A: As I’m a figurative painter, I’ve always been fascinated with drawing things, but with a particular focus on the human face. Faces express endless possibilities which deserve to be explored somehow. As a theme, they represent a tangled web of complexities: what you see and what lies beneath the surface. The painting of a sit-down portrait can, to a certain extent, function as a therapy session between the model and portraitist, as the painter gets down to capture what he or she sees. The act of posing for a portrait is no less a moment of sharing “oneself”, exposed to the painter’s clinical eye. If it’s not a portrait, but rather a snapshot of anonymous faces, we should still go in search of a glimmer of personality. It’s still vital to imbue the face with an identity and a story to be shared with the viewer. Expressing this “essence” in a face is what is fascinating, and challenging.

Q: What other references can we find in your work?

A: I’m always open to new references, but in my case I paint what I see around me: people, landscapes, animals, places, my immediate surroundings. It can happen that sometimes I feel painting a particular theme in a certain way has reached its logical conclusion. That’s when I need to find new ways to express the same theme, or distract myself by seeking another motif or focus. This normally happens when my process begins to feel like it’s going by the rulebook. That’s when I lose interest. I’ve nothing to add, it’s stopped being a challenge to me.

Q: What’s your ideal setting to create in?

A: As time’s gone by, I’ve understood how important it is to follow the whims of my muse, make the most of it while distancing myself from what’s happening beyond the four walls of my studio, and be totally focused and present in the moment. I lose track of time (and even forget to eat)!

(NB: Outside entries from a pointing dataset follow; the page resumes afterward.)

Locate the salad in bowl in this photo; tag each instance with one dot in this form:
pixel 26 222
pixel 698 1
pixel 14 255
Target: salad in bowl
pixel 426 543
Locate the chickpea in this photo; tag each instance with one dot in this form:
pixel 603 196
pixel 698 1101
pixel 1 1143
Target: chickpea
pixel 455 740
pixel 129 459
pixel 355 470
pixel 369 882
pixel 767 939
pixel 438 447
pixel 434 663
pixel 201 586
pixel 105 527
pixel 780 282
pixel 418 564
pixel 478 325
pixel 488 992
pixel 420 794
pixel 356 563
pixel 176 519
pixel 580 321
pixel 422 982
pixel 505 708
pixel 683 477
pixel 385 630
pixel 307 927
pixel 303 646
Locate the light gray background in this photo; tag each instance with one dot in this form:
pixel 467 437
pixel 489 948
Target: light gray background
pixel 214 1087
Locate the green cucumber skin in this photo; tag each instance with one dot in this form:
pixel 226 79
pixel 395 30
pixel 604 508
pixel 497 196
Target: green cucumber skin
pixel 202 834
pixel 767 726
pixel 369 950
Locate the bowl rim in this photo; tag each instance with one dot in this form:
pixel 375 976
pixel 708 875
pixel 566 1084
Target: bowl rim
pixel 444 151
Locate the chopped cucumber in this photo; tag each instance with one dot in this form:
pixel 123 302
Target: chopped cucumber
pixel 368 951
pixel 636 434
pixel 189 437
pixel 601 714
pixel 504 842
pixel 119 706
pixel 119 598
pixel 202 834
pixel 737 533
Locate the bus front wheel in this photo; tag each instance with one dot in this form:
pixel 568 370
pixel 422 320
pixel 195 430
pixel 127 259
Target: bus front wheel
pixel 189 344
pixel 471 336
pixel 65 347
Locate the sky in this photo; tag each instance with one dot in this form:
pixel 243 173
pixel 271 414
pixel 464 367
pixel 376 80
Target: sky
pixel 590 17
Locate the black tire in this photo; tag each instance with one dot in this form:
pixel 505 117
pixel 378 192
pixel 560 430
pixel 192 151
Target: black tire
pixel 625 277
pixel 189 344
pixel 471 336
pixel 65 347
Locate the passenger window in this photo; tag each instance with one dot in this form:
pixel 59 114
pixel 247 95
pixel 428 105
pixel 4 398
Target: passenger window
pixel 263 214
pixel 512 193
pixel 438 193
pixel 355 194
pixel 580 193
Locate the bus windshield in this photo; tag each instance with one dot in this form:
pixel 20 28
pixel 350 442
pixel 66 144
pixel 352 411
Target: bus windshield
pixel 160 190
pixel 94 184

Even better, if the rain’s coming down outside, with music on.

Q: “A painting, when it’s done, always means a part of me has just revealed itself,” you also said at the time. Is drawing the natural “stage” for you to access the most private, intimate of places?

A: When I start on a canvas, or a piece of paper or any other painting medium, I bring all my “mes” with me, my different facets, my influences, my certainties, my vulnerabilities, and misgivings. And as I do, believing in the unfolding of the creative process, between choices, questions, solutions, and my impulsiveness — in my “struggle” to make the possible happen — all these “mes” are summoned to partake in the act of creation. I think it’s inevitable a part of me is captured in this “birthing process”. Each painting is unique and unrepeatable, they all have their identity, as they emerged at a specific moment, in harmony with my spiritual state at the moment, my experiences, and lessons learned.

Q: With what materials and on what scale do you prefer to work?

A: My paintings can be big or small, but I would say I prefer working on a larger scale where my technique is more relaxed and free, and my brush strokes and lines can be more expressive. In smaller works, I tend to get more detailed, my technique becomes more controlled and restrained. As for the painting materials, anything goes, whether enamel paints, watercolours or something more opaque. Nonetheless, acrylics are my go-to medium and I like dabs of pure pigment to enliven the colour scheme.

Q: Special people and moments that have impacted you?

A: I’d rather highlight two important events in my career, namely, two solo shows outside Portugal. One in Macau was a chance for me to experience a completely different culture, new ways of being and doing. I remember how at the opening, the entire gallery was decked out with flower arrangements. Here, you’d think you were at a funeral, and it was in line with protocol. The other exhibition was in Brasilia, where I lived out my dream of getting to know a little of Brazil.

Q: Where can we see your work? Is there some future project you’d like to tell us about?

A: The place where you can best see my work is on my website: deliadecarvalho.art or on my Instagram page. At this current time, I have some work on display in the boutique and art gallery, 9 Séculos, in Guimarães.

I’m also involved in other projects, one of them being ceramics, where I’m taking my baby steps, but I’m keen on exploring this further. Soon, a collection of custom bags stamped with some of my paintings will be launched.